Language-Depth Navigated Thermal and Visible Image Fusion
Jinchang Zhang, Zijun Li, Guoyu Lu
TL;DR
This work proposes a depth-guided, language-aware fusion framework for infrared and visible images that jointly leverages diffusion-based multi-channel feature extraction and depth supervision to enhance 3D reconstruction and robotics perception. It introduces two depth-estimation branches and a depth-driven loss to guide fusion, along with a Depth-Informed Image Captioning Network and CLIP-based semantic guidance to modulate fusion features via language. Empirical results on LLVIP, RoadScene, KAIST, and other datasets demonstrate improved depth-aware fusion quality and robust performance against state-of-the-art methods, particularly in low-light or cluttered environments. The approach shows practical promise for robust scene understanding, navigation, localization, and environmental perception in autonomous and rescue scenarios.
Abstract
Depth-guided multimodal fusion combines depth information from visible and infrared images, significantly enhancing the performance of 3D reconstruction and robotics applications. Existing thermal-visible image fusion mainly focuses on detection tasks, ignoring other critical information such as depth. By addressing the limitations of single modalities in low-light and complex environments, the depth information from fused images not only generates more accurate point cloud data, improving the completeness and precision of 3D reconstruction, but also provides comprehensive scene understanding for robot navigation, localization, and environmental perception. This supports precise recognition and efficient operations in applications such as autonomous driving and rescue missions.
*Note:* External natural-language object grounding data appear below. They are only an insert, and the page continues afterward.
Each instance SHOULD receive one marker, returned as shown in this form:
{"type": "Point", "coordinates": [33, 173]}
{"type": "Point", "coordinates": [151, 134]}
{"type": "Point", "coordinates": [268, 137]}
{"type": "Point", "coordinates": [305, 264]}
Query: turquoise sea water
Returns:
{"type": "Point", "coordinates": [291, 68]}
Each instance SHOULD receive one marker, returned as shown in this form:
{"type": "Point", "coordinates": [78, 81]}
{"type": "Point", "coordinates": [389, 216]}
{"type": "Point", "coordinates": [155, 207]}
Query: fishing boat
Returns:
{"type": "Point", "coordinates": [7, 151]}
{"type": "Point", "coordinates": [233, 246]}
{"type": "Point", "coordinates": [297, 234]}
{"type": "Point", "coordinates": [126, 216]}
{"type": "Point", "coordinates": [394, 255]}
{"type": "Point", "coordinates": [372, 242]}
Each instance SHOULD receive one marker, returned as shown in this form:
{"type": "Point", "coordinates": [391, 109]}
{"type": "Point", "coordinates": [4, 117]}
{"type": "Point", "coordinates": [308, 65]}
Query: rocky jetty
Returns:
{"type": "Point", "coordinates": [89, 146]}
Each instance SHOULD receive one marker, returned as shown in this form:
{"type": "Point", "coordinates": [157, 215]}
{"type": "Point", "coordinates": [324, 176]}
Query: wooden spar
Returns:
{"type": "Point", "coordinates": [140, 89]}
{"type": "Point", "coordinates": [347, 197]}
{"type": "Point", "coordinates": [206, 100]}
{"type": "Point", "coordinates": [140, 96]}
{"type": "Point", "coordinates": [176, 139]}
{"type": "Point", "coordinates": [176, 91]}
We introduce a text-guided and depth-driven infrared and visible image fusion network. The model consists of an image fusion branch for extracting multi-channel complementary information through a diffusion model, equipped with a text-guided module, and two auxiliary depth estimation branches. The fusion branch uses CLIP to extract semantic information and parameters from depth-enriched image descriptions to guide the diffusion model in extracting multi-channel features and generating fused images. These fused images are then input into the depth estimation branches to calculate depth-driven loss, optimizing the image fusion network. This framework aims to integrate vision-language and depth to directly generate color-fused images from multimodal inputs.